J’ai envie de morue salée. J’achète donc ma bacalahau à “SAVEURS DU PORTUGAL” (Boutique portugaise à Ingersheim). Je la prépare com Natas (avec de la crème et un tsunami d’huile d’olive)

“KOBUS” (Rue des Tonneliers à Strasbourg). Joël Margotton. Grand prêtre de la cuisine vivante (chronique à venir…). Je ne sais plus ce que j’ai mangé car ce restaurant est un de ceux que je fréquentes le plus. Un pur bonheur.

“L’EVEIL DES SENS” (Rue Escarpée à Strasbourg). Je me rappelle de deux plats de poissons parfaitement cuits et goûteux, accompagnés d’un Rully blanc dont je n’ai hélas pas retenu le nom du vigneron.

Quasi de veau/foie poêlé sauce au bouleau brochette de carottes par Henri Gagneux ©JulienBinz

Halte gourmande chez Henri Gagneux “LA PALETTE” à Wettolsheim. Je ne sais plus ce que j’ai mangé, tant la cuisine d’Henri est inventive, riche et généreuse. Ce cuisinier-artiste est dévoré par un besoin de créer presque boulimique. En son restaurant, je me laisse aller. Je me régale chaque fois. Merci Henri.

Et puis quelquefois, après une journée debout à animer un podium à Strasbourg, à parler dans le micro, j’ai envie de dîner seul. Avant la séance de cinéma à l’ODYSSEE (La plus ancienne salle de cinéma au monde et le cinéma le plus fabuleux de la terre!), je dévore un carpaccio de bœuf à volonté au “BISTROT ROMAIN”. Je sais, c’est une chaîne, mais je m’en fous. Je dévore mes cinq assiettes de viande très correcte. Huile d’olive de qualité, pistou et parmesan acceptable, jus de citron et poivre du moulin, voilà ce qu’il me faut, le tout poussé par un simple mais honnête Montepulciano. Digestion assurée, service rapide et efficace, mais je mange toujours au fond de la salle de peur d’être reconnu!

Je termine le mois en beauté comme président du jury sur la meilleure choucroute aux poissons d’Alsace. Merci la vie.

AVRIL

02 avril. Me voici attablé AUX TROIS POISSONS à Colmar. Gilles Seiler m’a préparé un couscous de la mer. C’est justement ce dont j’avais envie.

Balade botanique chez Philippe Clauss “AU MOULIN” à la Wantzenau.
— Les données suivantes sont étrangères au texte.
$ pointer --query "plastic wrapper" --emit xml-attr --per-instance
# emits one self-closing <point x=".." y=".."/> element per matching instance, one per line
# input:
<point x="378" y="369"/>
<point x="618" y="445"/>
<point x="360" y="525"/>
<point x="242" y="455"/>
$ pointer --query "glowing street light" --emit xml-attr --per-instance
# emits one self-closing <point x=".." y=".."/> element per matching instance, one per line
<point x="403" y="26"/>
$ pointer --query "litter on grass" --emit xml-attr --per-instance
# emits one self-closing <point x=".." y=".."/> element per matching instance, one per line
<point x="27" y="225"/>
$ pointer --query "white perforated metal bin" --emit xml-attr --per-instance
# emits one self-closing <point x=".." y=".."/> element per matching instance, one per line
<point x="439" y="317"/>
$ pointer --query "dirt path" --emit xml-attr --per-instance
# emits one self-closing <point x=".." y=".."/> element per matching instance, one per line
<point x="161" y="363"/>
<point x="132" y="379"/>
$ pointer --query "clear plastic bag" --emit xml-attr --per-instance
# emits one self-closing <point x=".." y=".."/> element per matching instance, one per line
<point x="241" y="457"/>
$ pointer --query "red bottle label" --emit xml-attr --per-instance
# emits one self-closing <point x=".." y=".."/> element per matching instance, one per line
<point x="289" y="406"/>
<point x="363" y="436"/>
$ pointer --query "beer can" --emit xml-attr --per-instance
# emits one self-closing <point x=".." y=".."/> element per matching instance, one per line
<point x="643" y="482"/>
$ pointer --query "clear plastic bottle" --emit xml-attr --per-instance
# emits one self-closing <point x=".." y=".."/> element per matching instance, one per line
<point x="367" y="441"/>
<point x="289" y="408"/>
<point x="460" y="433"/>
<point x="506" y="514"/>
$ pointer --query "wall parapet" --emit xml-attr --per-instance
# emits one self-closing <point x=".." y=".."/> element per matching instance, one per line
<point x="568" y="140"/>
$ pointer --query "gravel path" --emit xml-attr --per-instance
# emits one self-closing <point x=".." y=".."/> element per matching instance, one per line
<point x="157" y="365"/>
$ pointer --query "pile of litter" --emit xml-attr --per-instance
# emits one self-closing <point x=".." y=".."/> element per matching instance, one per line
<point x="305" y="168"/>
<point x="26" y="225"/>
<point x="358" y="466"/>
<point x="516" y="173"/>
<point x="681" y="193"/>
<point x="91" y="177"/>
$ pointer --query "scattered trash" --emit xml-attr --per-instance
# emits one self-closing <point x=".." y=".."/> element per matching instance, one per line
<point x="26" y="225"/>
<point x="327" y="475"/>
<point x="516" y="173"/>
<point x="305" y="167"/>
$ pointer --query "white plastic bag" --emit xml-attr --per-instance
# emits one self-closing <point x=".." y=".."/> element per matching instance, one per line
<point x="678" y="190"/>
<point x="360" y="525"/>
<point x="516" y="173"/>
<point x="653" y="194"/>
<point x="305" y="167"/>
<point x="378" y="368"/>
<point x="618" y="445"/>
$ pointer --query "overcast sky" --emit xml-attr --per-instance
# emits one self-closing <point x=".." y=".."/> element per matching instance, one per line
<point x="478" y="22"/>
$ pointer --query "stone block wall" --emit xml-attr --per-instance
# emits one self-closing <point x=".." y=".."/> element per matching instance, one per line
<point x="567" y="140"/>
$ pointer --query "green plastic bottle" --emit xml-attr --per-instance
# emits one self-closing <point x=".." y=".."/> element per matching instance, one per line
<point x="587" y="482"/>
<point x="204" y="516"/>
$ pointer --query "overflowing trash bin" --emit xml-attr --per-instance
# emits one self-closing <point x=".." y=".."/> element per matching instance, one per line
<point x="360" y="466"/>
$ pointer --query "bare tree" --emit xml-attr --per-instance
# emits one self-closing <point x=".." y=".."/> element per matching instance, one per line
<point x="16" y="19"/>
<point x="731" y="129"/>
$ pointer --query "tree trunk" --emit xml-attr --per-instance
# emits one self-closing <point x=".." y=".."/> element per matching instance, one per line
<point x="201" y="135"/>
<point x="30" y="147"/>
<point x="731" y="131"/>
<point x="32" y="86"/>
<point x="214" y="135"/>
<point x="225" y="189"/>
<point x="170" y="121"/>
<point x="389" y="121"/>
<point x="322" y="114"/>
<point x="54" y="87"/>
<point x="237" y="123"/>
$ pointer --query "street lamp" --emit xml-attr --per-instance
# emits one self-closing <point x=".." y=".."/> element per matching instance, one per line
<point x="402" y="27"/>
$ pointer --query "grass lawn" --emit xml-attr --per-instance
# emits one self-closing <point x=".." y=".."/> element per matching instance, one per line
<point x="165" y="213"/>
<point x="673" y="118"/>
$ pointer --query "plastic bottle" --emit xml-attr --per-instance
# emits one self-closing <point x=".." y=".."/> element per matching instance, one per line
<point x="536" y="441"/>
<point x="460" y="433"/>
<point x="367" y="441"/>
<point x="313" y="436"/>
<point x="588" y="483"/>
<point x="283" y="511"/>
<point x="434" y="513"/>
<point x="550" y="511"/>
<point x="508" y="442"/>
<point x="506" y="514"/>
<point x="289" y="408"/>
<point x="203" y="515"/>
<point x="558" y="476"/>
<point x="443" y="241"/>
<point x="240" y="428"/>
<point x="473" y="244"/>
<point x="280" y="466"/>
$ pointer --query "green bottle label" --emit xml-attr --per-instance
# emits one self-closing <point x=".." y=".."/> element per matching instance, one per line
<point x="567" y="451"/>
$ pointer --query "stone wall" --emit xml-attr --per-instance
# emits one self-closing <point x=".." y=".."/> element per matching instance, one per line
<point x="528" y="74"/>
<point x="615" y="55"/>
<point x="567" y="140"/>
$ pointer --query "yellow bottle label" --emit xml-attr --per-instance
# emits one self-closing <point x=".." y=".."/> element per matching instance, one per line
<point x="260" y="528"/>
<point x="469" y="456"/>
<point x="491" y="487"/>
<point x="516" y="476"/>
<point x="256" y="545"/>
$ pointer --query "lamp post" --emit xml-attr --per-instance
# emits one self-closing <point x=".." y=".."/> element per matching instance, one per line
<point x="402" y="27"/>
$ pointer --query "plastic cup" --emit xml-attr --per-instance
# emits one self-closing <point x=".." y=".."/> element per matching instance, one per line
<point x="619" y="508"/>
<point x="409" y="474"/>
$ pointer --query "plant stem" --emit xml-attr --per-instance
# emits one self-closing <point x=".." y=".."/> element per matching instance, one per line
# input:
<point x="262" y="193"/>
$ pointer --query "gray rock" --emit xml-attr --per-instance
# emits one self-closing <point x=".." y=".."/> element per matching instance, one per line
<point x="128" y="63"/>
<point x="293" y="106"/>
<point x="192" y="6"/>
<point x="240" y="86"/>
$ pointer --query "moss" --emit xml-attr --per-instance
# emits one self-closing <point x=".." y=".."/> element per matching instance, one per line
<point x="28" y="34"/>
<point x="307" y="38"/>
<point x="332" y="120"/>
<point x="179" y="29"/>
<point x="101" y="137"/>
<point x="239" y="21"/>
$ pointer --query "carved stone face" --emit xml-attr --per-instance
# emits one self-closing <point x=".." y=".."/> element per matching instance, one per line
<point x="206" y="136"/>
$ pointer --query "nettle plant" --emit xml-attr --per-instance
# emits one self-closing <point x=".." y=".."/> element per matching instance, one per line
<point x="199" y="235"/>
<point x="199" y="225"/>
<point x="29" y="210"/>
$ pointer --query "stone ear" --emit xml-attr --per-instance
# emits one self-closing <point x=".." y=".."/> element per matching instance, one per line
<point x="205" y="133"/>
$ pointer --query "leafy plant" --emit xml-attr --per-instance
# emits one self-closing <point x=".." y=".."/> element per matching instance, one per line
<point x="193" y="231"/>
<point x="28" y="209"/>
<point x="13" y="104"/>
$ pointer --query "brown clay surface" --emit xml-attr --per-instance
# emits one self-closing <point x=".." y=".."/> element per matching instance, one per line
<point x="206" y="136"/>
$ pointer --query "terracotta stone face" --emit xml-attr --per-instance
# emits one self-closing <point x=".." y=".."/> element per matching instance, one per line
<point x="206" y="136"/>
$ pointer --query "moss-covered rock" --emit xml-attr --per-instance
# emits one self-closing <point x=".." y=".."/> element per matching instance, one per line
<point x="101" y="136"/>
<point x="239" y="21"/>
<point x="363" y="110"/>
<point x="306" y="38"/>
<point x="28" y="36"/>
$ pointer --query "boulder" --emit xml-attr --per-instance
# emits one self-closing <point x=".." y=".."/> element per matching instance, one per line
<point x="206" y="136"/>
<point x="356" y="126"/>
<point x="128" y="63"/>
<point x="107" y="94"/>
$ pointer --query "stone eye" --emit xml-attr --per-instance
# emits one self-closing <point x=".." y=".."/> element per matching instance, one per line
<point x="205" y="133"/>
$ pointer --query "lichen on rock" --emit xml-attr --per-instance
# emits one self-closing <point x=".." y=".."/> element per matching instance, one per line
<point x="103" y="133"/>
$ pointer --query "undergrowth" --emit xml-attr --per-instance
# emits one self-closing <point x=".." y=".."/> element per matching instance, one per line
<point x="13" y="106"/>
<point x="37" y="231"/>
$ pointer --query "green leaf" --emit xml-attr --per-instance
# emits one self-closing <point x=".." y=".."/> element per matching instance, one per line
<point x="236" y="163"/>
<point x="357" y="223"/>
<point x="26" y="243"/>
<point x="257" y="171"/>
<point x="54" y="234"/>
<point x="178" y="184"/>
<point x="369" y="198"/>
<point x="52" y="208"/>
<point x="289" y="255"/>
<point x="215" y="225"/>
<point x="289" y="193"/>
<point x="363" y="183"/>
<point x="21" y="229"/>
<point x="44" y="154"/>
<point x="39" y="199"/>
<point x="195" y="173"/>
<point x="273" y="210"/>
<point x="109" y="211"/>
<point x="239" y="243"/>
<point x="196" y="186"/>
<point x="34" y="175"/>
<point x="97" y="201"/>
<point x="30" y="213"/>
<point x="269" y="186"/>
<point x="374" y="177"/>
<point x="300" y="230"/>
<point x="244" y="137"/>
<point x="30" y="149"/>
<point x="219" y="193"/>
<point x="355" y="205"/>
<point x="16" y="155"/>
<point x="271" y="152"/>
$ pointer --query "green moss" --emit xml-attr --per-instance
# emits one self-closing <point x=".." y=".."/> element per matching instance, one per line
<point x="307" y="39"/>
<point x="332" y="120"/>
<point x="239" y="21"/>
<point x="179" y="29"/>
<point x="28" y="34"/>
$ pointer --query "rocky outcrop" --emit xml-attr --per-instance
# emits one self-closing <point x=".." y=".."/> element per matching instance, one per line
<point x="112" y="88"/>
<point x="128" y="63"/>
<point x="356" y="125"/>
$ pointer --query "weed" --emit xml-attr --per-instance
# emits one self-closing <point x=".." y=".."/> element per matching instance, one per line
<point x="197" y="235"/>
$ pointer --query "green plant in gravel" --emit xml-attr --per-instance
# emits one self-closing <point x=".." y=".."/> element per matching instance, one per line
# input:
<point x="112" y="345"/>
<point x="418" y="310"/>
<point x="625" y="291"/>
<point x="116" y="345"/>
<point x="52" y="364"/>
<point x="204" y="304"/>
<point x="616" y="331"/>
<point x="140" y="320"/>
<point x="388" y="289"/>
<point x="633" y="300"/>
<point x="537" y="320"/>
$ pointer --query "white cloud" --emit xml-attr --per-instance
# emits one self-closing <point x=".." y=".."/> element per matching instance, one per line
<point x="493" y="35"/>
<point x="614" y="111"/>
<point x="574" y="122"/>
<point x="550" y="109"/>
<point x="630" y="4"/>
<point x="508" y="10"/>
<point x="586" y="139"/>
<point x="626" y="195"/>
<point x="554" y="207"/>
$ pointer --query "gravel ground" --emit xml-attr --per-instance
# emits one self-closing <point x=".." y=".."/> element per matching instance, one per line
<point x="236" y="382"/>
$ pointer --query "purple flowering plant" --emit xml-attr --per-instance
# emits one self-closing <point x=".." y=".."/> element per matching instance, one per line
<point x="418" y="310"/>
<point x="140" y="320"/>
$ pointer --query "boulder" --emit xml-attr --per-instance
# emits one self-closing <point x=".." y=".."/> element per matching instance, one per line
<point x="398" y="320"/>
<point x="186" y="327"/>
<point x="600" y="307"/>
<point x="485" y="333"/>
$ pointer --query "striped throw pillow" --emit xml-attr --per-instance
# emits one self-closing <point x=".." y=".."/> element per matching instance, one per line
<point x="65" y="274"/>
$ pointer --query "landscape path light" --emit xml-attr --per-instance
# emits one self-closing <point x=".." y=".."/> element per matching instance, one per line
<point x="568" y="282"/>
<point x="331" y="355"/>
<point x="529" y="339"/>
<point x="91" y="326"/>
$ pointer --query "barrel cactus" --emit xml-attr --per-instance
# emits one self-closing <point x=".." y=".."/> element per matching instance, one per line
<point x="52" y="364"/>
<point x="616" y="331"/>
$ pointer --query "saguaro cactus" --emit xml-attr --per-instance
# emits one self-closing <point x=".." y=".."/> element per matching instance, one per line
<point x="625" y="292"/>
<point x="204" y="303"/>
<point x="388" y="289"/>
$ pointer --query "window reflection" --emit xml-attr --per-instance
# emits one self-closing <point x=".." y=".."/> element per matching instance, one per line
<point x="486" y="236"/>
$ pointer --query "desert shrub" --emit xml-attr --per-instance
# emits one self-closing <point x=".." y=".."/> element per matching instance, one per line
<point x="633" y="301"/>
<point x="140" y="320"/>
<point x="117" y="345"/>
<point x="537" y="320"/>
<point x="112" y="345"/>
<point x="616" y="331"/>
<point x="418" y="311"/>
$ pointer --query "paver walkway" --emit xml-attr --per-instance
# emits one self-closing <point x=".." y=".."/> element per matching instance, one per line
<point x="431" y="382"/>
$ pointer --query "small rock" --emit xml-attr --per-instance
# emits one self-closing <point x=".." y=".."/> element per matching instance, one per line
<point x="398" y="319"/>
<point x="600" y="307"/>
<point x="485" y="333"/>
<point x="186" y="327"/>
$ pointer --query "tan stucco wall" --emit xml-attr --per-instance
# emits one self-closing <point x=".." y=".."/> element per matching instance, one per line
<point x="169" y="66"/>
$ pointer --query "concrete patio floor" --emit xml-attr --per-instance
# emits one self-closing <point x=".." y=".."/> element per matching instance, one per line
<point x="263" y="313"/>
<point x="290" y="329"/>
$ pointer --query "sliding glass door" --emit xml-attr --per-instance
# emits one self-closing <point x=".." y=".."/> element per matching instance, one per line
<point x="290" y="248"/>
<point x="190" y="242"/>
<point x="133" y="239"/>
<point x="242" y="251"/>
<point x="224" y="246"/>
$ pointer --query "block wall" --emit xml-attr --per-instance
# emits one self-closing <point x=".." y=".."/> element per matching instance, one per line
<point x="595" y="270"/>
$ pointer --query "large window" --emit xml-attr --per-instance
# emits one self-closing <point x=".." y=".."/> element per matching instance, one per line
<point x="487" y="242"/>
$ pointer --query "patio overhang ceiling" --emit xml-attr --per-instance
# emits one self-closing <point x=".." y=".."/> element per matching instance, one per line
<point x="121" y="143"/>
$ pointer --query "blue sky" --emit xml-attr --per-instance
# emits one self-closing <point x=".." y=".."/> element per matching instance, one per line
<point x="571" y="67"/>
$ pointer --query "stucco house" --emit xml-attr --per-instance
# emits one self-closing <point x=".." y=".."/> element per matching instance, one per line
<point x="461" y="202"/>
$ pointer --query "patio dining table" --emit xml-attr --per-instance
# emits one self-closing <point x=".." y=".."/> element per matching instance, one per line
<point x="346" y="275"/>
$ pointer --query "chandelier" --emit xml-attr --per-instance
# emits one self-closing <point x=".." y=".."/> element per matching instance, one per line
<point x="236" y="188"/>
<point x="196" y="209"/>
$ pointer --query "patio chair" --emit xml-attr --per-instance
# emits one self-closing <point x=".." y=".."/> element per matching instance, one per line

Cuisine fraiche et de saison. Herbes, fleurs, noisette d’agneau rosée, et un filet de Saint-Pierre nacré à souhait.

 

Les raviolis de “COMOLI” me manquent (marché couvert de Colmar). Et la Mortadelle est sublime. A mon grand désespoir, cette honorable maison ne vend plus de porchetta (Jambon de cochon de lait au romarin) car ce mets, en raison de sa teneur élevé en cholestérol était boudé par les consommateurs. Je faisais partie, en compagnie de mon cardiologue, des trop rares clients accros au divin gras parfumé.
Je découpe une génisse croisée charolaise-limousine maturée trois semaines.
Deux jours de fête. Le congélateur déborde.

MAI

Ah qu’elle est belle la truite fumée à chaud du vivier du VAL JOLI‎ au Valtin (88). Philippe Laruelle est un cuisinier consciencieux et érudit, capable de me faire une timbale de spaghettis façon Escoffier. Ah son merveilleux pâté Lorrain!

Halte bienfaisante après trois heures en moto AUX BAS RUPT à Gérardmer. Maison bourgeoise. First Classe. Superbe sauce homardine et un plat de tripes au Riesling qui vaut allégrement les 100 kilomètres de détour.
Je participe au concours du meilleur plat d’asperges à la ferme “MAURER” à Dorlisheim. Hubert Maetz et Emile Jung sont de la partie. Merci les asperges.

JUIN

Train de la Bière 2014 ©Jean Marie Heintzelmann

Merci aux Etoiles d’Alsace‎, à Bernard Rothmann et à Sandrine Kauffer pour m’avoir permis de vivre LE TRAIN DE LA BIERE. Un buffet très gastronomique sur le toit d’un bateau qui descend la Moselle, fleuve cerné par des coteaux aux pentes abruptes où s’élaborent les fameux eiswein.

Dîner d’apparat AU ROSENMEER à Rosheim. Hubert est en forme. Menu dégustation sans faute. Merci l’artiste.

Récidive chez Hubert pour un repas autour des herbes et des fleurs pour mes douze stagiaires.

Daniel Zenner et Ernest Benz

Halte à LA PERLE DES VOSGES à Muhlbach sur Munster. Le bon Ernest Benz, cuisinier rigoureux, me régales. Juste cuisson d’une escalope de foie gras, agneau rosé et sauces réduites comme je les aime.